Start your visit at the preserve’s excellent visitor center, which is housed in the renovated Kelso Depot, a Spanish Mission Revival style railroad stop opened in 1924. Pick up maps and information, then explore the preserve’s highlights. The most popular sunset and sunrise spot is the nearby Kelso Dunes, the second largest dune system in California. These dunes cover 45 square miles/72 square kilometers and soar to more than 600/183 meters, and in spring, desert wildflowers dapple the sands with color. Climb the highest dunes and you’re rewarded with a desert panorama.
After a seven-year closure, Mitchell Caverns—spectacular limestone caves hidden in a hillside at Providence Mountains State Recreation Area—reopened in late 2017. Take an hour-long guided tour—which involves a 1.5-mile round-trip hike to the entrance—to see the caverns and their remarkable dagger-like formations. (Tours are by reservation only and take place Fridays through Sundays and on holiday Mondays.)

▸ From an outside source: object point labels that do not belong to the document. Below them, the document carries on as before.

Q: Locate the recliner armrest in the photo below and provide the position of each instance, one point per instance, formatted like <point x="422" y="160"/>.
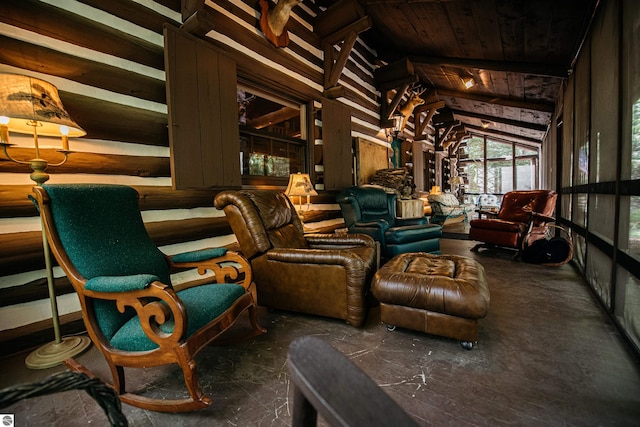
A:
<point x="339" y="240"/>
<point x="542" y="218"/>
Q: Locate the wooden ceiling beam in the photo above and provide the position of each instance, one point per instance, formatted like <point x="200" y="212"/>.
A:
<point x="509" y="136"/>
<point x="510" y="122"/>
<point x="548" y="70"/>
<point x="547" y="107"/>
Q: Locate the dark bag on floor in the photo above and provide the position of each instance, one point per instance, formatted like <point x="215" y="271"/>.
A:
<point x="547" y="251"/>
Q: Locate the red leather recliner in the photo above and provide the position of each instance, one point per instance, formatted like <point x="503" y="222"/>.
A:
<point x="522" y="213"/>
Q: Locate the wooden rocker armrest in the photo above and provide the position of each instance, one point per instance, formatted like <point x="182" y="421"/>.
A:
<point x="154" y="305"/>
<point x="227" y="266"/>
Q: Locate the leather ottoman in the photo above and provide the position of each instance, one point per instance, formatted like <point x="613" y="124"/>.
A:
<point x="443" y="295"/>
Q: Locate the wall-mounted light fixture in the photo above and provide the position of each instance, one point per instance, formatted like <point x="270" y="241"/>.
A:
<point x="468" y="82"/>
<point x="33" y="106"/>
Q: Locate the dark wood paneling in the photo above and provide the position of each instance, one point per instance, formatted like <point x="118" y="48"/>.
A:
<point x="102" y="164"/>
<point x="202" y="91"/>
<point x="110" y="121"/>
<point x="255" y="71"/>
<point x="21" y="252"/>
<point x="36" y="58"/>
<point x="336" y="147"/>
<point x="15" y="202"/>
<point x="51" y="21"/>
<point x="133" y="12"/>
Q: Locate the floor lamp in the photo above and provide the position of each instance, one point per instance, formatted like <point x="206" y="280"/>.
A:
<point x="33" y="106"/>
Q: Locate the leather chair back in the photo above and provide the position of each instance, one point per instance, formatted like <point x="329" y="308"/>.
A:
<point x="517" y="205"/>
<point x="263" y="220"/>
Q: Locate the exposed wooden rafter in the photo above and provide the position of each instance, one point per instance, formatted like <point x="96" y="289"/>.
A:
<point x="446" y="128"/>
<point x="397" y="77"/>
<point x="421" y="121"/>
<point x="511" y="122"/>
<point x="339" y="25"/>
<point x="548" y="70"/>
<point x="505" y="135"/>
<point x="547" y="107"/>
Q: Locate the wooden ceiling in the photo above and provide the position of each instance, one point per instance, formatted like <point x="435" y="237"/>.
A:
<point x="517" y="51"/>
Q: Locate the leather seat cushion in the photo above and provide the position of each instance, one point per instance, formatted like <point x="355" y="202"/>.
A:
<point x="499" y="225"/>
<point x="412" y="233"/>
<point x="447" y="284"/>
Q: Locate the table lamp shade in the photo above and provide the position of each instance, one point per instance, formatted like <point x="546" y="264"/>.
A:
<point x="300" y="185"/>
<point x="25" y="100"/>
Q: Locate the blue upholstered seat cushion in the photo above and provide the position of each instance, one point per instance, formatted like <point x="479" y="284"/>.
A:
<point x="199" y="255"/>
<point x="203" y="304"/>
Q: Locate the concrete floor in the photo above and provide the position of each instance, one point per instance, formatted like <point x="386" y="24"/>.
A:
<point x="546" y="355"/>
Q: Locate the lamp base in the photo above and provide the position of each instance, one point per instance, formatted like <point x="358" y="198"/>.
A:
<point x="53" y="353"/>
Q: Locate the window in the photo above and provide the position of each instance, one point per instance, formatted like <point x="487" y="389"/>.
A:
<point x="498" y="167"/>
<point x="272" y="137"/>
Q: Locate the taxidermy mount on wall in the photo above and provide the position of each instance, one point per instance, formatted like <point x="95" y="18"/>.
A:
<point x="273" y="22"/>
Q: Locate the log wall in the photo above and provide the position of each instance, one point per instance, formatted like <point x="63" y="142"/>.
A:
<point x="106" y="59"/>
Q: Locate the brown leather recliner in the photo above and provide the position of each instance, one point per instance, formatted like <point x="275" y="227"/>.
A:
<point x="522" y="214"/>
<point x="322" y="274"/>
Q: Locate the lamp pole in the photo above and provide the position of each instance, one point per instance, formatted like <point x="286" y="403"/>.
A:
<point x="33" y="106"/>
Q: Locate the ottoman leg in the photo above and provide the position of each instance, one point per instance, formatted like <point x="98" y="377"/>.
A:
<point x="465" y="330"/>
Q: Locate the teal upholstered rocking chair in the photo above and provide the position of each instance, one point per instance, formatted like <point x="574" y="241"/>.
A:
<point x="130" y="309"/>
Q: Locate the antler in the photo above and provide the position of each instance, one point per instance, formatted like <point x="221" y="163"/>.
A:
<point x="414" y="100"/>
<point x="274" y="21"/>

Another popular hike—and a memorable workout—is the 3-mile/5-km round-trip trek to the summit of 5,775-foot/1,754-meter Teutonia Peak, the highest point on Cima Dome, an almost perfectly symmetrical formation covered by the world’s largest concentration of Joshua trees. Take plenty of water, and avoid hottest parts of the day. For an extra dose of desert adventure, pitch a tent at either Hole-in-the-Wall or Mid Hills Campground.